All the awards, dozens of them, were all on a table at the far end of the room. Those whose names appeared on all those awards sat together at the opposite end of the room. I suspect it will be the last time we are all together.
We used to meet quite regularly, either in small groups or with everyone. Some were chosen and some volunteered, but each shared the same goal--to not only finish the daunting tasks placed before us, but to do as good a job as possible. And based on the results, we've been told we did both.
I miss those days when were were literally jammed together on one floor with members of three different state agencies all working together to build a computer system. Coming into the group, I had no idea just how big the project was. Those in charge understood the enormity of our assignment, but I doubt many of us on the front lines did.
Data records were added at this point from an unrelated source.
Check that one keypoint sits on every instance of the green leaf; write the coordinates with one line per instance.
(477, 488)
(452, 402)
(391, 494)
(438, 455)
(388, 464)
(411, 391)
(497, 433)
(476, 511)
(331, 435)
Today we had what turned out to be a traditional lunch for the teams--pizza and we heard accolades and statistics of our job well done. It seems other states were given the same task. We heard about their results, too.
So now an award, complete with two names--mine calligraphed in the center and the governor's written below--sits on the desk in my cubicle. It's the only award there presently. I could dust off my five-year award, my ten-year award and my fifteen-year award and set them up beside it. I could always unpack my bachelors and masters degrees and set them up, too. There's a couple of other awards that I've earned while working for the state that I've buried somewhere and I could add them as well.
Of course, if I did that, I'd be using almost all my desk space for just awards. Then how would I get any work done?
I think I'll just let it sit there alone for a while. It reminds me of good times.